If the two would just stop moving. The honking, stop-and-start traffic of downtown Austin jerked on the street nine stories below him. A distant rumble touched the sky, a spring storm deciding whether to grant a cooling rain. He tuned out the noise, because the prime chance for the kill shot might come at any second. The office was large, its narrow windows divided by white limestone. He was at the same height as the targets, but he had to hide close to a roof air-conditioning unit and the angle was awkward.
He frowned. Best if the two stood in the same slender window frame, close together, but the pair stood off from each other like wary lions. The geek wore a scared frown, as though he were shoving aside all the numbers and facts in his oversized brain and searching for unused courage. The geek damn well should be scared, Nicky thought. Nicky had read the notes about the big guy with a mix of admiration and shock. It wasn’t every day you got to kill such an interesting man. Nicky had killed thirty-six people but none so . . . accomplished. He almost wished he could have bought the big guy a pint, chatted with him, learned from him, soaked in his exploits. But the very best ones, he thought, always kept their secrets.
Now the big guy laughed—Nicky wondered what the hell was funny— and the big guy moved halfway into one window’s frame. But not far enough for a certain shot.
And then the geek pulled a gun from his desk and aimed it at the big guy. Nicky held his breath. Maybe they’d do his job for him, kill each other, and he could just watch.
“Stay back,” Adam Reynolds said. The gun made for an unfamiliar weight in his hand—he had purchased it only three days before, a necessary precaution. He had spent five hours on the Internet researching the right pistol. But he hadn’t spent nearly enough time practicing how to shoot. Adam’s lungs tightened with fear, his back prickled with heat, his tongue seemed coated with sand.
This was what happened when you went hunting for dangerous people. Sometimes they found you instead. Just keep him at bay, Adam thought. Help was on its way.
The gun did not seem to make the big man standing near the window nervous. “Give me that before you shoot off a toe or finger or something even more valuable, Adam.”
“No,” Adam said. He flicked the man’s business card off his desk and tossed a bound proposal at the man’s feet. “Take back your stage props, asshole. You’re nothing but a con man.”
The big man shrugged. “So I lied to you. You’re a liar, too. Let’s stop lying.”
“You first. What’s your real name?”
The big man laughed. “I’m nobody.”
“No, the problem is you’re too many different people, mister.” Adam straightened the gun, steadied his grip. “You’re got more names than a cat’s got fleas. I found them all. Every alias you’ve used in the past few months. I want to know who you really are.”
The big man’s gaze narrowed. He took a step away from the window, a step toward Adam. He kept his hands at his side. “Deal, Adam. I’ll tell you who I really am and who I work for if you tell me who hired you to hunt me down.”
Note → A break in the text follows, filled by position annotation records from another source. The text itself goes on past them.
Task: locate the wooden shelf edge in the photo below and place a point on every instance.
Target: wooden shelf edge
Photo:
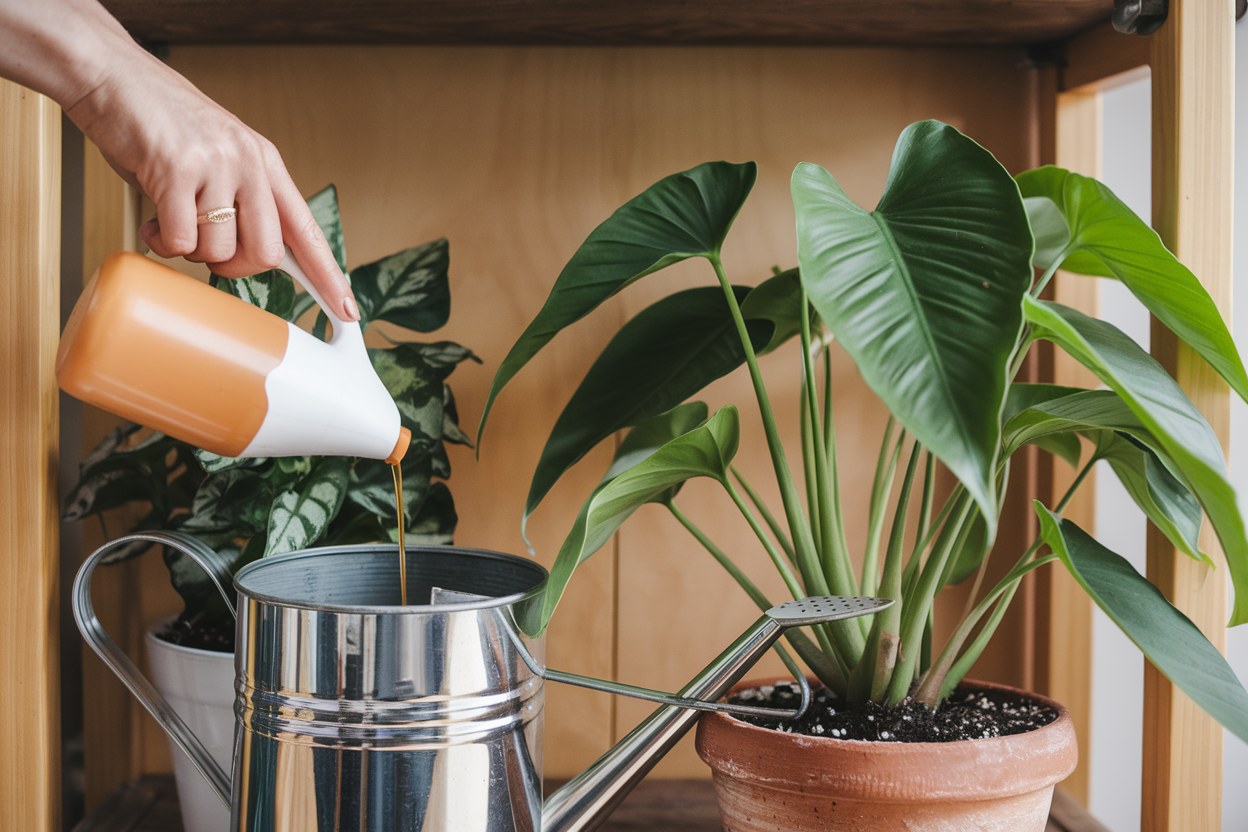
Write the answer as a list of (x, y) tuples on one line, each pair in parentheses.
[(771, 23)]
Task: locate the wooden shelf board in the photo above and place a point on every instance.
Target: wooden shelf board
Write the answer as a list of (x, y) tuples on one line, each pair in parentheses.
[(150, 805), (785, 23)]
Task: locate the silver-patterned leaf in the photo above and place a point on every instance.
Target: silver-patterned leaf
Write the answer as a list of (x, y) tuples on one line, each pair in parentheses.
[(408, 288), (300, 515)]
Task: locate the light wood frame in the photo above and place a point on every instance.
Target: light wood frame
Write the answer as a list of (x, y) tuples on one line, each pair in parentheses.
[(1192, 62), (30, 221)]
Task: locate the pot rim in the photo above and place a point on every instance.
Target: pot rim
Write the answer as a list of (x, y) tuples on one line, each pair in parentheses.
[(972, 684), (984, 769), (150, 634)]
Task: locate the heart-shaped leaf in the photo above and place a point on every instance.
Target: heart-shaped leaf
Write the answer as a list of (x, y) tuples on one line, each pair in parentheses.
[(705, 450), (1122, 439), (779, 301), (682, 216), (925, 292), (1165, 411), (667, 353), (1160, 494), (409, 288), (1106, 238), (300, 515), (1167, 638)]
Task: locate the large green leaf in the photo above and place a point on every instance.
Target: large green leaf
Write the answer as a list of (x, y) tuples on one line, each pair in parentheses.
[(654, 433), (1106, 238), (1167, 638), (1121, 439), (1156, 490), (779, 301), (408, 288), (301, 514), (925, 292), (682, 216), (1165, 411), (667, 353), (705, 450)]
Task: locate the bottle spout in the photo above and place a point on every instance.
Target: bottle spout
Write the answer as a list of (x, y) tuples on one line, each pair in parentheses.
[(584, 802), (404, 439)]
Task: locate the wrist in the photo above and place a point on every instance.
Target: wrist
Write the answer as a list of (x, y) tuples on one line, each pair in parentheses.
[(61, 49)]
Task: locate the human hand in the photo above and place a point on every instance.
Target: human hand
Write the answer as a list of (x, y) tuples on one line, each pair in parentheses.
[(190, 156)]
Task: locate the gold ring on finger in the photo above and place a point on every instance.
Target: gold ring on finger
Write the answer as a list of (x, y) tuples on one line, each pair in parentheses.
[(217, 215)]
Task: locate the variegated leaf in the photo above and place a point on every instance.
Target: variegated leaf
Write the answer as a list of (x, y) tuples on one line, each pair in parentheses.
[(408, 288), (272, 291), (325, 210), (300, 515)]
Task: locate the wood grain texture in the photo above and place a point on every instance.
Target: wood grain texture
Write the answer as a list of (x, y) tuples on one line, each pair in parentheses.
[(1102, 58), (1193, 111), (1063, 649), (516, 155), (30, 171), (780, 23)]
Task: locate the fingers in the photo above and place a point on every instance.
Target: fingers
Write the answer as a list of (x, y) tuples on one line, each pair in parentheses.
[(217, 240), (172, 232), (308, 245), (256, 232)]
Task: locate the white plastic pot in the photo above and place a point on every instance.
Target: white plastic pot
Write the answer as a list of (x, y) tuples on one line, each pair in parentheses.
[(199, 685)]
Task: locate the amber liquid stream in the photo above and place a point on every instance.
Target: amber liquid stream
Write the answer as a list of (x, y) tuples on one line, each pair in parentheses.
[(402, 550)]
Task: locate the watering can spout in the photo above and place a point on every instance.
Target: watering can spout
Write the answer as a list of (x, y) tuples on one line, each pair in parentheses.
[(587, 801), (436, 730)]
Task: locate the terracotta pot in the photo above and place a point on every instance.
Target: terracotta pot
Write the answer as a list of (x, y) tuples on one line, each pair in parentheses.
[(770, 780)]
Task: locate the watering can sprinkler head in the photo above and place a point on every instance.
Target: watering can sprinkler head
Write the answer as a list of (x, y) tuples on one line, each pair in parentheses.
[(352, 704)]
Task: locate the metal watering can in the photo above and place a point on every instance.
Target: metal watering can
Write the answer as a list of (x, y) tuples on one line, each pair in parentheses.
[(355, 714)]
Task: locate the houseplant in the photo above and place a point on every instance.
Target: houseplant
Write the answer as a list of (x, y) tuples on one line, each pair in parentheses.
[(245, 509), (935, 298)]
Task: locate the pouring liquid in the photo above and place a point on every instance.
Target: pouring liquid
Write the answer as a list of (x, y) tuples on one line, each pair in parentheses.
[(402, 551)]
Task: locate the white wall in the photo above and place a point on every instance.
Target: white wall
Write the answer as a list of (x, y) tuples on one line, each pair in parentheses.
[(1117, 677)]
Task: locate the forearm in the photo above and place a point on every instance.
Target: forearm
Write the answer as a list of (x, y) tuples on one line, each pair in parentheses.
[(64, 49)]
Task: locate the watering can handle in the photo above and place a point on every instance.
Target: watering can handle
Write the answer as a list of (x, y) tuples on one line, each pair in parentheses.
[(112, 655), (347, 337)]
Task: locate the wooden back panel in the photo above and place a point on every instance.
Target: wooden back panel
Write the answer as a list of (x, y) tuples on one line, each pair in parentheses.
[(516, 154)]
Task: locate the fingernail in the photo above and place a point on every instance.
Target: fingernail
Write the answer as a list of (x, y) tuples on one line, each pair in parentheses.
[(350, 312)]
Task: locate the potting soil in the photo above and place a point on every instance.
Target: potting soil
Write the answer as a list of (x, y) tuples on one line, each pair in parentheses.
[(965, 715)]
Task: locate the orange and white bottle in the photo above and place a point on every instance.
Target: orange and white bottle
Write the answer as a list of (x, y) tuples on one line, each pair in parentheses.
[(169, 352)]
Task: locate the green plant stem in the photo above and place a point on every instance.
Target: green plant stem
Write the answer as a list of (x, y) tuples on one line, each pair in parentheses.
[(808, 468), (934, 681), (1078, 480), (833, 465), (972, 654), (1052, 270), (915, 564), (846, 634), (776, 529), (724, 560), (780, 563), (885, 470), (871, 677), (828, 671), (835, 554), (917, 603)]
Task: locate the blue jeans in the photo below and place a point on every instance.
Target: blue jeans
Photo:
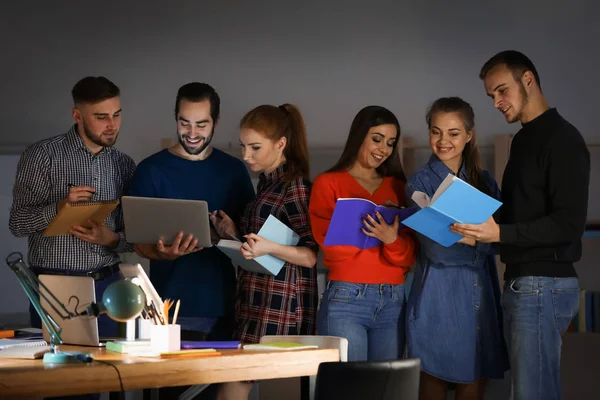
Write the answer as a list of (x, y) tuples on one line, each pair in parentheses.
[(537, 311), (370, 316)]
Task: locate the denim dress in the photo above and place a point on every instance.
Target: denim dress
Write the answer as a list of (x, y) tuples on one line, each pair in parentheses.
[(454, 320)]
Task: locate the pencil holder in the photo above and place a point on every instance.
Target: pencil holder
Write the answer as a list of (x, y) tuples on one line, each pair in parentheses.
[(165, 338), (144, 328)]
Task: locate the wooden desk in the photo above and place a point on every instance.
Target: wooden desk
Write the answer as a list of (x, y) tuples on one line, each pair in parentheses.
[(33, 378)]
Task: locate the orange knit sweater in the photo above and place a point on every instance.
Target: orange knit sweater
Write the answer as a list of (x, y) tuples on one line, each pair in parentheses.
[(387, 263)]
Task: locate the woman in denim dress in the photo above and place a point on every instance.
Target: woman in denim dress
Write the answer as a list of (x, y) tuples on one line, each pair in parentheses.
[(453, 311)]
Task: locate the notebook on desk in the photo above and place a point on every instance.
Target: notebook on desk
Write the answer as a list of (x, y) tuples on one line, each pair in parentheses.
[(9, 343), (79, 214)]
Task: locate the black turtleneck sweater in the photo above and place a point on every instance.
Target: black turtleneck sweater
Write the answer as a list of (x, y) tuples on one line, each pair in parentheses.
[(545, 199)]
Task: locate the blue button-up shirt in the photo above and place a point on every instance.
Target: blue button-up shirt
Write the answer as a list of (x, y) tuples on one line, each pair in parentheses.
[(454, 321)]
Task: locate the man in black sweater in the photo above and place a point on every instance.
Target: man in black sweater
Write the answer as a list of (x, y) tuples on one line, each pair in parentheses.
[(541, 223)]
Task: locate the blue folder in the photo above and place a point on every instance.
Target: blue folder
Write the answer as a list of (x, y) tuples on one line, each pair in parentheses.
[(456, 202), (273, 230)]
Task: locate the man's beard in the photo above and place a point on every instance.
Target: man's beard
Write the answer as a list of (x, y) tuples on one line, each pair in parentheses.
[(97, 139), (194, 151), (524, 102)]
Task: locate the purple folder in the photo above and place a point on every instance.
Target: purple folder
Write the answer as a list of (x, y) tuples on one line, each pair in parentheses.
[(345, 227), (229, 344)]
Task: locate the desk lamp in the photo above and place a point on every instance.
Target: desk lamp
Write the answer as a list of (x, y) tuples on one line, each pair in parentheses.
[(121, 301)]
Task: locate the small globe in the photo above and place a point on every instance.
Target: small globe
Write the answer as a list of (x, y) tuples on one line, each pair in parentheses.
[(123, 300)]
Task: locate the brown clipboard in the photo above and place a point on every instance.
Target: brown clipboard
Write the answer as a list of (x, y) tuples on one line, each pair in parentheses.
[(78, 214)]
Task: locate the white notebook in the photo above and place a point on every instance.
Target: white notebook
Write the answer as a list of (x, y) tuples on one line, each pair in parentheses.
[(7, 343)]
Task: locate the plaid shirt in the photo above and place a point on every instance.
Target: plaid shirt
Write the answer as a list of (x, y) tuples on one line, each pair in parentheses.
[(284, 304), (43, 174)]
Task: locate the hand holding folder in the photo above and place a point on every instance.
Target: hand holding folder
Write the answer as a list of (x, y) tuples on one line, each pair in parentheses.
[(73, 214), (455, 201), (346, 225)]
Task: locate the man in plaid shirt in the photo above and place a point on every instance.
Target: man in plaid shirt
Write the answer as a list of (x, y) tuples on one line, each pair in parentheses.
[(78, 166)]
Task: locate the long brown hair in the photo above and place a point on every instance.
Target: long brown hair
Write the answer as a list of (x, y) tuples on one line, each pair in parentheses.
[(470, 154), (283, 121), (367, 118)]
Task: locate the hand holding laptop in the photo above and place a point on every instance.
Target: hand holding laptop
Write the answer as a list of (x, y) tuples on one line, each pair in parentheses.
[(181, 246), (224, 225)]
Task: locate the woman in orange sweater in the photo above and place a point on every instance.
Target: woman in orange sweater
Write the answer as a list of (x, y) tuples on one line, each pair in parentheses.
[(364, 299)]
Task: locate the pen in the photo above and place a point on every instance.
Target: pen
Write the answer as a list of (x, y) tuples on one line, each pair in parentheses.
[(160, 321), (176, 312)]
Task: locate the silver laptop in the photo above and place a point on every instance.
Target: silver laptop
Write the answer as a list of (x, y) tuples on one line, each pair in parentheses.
[(149, 219), (82, 331)]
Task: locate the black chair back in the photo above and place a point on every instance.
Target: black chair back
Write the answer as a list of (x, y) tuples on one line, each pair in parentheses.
[(369, 380)]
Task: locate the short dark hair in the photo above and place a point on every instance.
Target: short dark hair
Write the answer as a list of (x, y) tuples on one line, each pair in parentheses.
[(94, 89), (197, 92), (514, 60)]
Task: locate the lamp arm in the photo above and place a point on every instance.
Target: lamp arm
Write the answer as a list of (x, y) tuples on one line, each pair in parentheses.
[(30, 284)]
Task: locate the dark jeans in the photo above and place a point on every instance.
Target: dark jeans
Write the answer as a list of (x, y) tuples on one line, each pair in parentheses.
[(106, 328)]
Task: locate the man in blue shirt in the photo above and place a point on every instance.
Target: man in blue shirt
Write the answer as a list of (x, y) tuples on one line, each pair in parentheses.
[(203, 279)]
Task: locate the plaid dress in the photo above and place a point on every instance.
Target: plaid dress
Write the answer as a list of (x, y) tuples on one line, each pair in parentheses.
[(285, 304)]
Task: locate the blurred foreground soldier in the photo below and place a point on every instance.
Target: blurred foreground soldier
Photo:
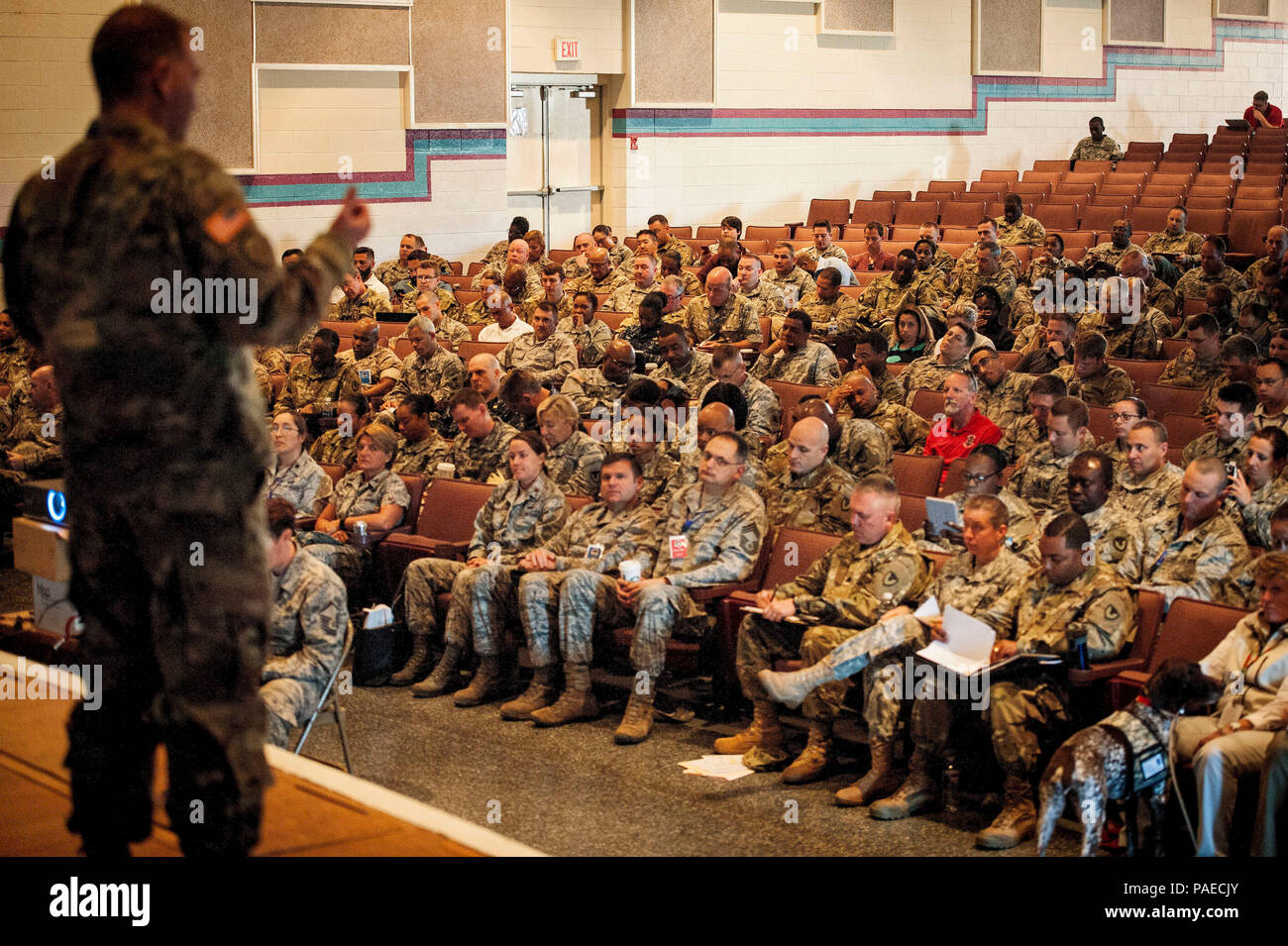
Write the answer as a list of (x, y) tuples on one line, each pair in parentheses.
[(165, 441), (305, 628)]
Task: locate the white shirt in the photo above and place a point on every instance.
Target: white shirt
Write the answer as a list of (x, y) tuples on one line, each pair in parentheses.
[(493, 332)]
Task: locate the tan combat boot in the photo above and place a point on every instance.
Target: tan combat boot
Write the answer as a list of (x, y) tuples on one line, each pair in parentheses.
[(638, 719), (815, 760), (764, 732), (919, 790), (445, 679), (541, 692), (1017, 820), (881, 781), (578, 700), (484, 686)]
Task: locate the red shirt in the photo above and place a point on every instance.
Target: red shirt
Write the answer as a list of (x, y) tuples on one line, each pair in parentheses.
[(948, 443), (1274, 115)]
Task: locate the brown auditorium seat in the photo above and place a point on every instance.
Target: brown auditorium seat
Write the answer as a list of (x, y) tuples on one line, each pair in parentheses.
[(958, 213), (874, 210), (917, 475), (1059, 216), (1190, 631), (1102, 218), (1164, 400)]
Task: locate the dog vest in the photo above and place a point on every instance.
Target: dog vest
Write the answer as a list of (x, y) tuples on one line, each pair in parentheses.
[(1146, 752)]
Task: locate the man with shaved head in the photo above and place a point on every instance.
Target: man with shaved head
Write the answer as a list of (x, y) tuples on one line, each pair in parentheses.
[(812, 493)]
“I have the gun so I will ask the questions and you will answer them.”
“Yes, Adam, you do indeed have the gun,” the big man said, as though that fact didn’t really matter to him.
Adam swallowed. “What’s your real name?”
“My name’s unimportant. What matters is why you’re searching for me, who paid you to look for me. That’s the only reason I arrived on your doorstep, Adam, is because you were looking for me.” He crossed his arms. “Did it occur to you that maybe I’m one of the good guys?”
“I . . . I know what you are.” Adam’s voice broke. “You’re a terrorist. Or you’re connected to a terror group.”
“Oh, God, you could not be more mistaken,” the big man said. He laughed. “You’re kind of book smart and street dumb all at once, aren’t you?”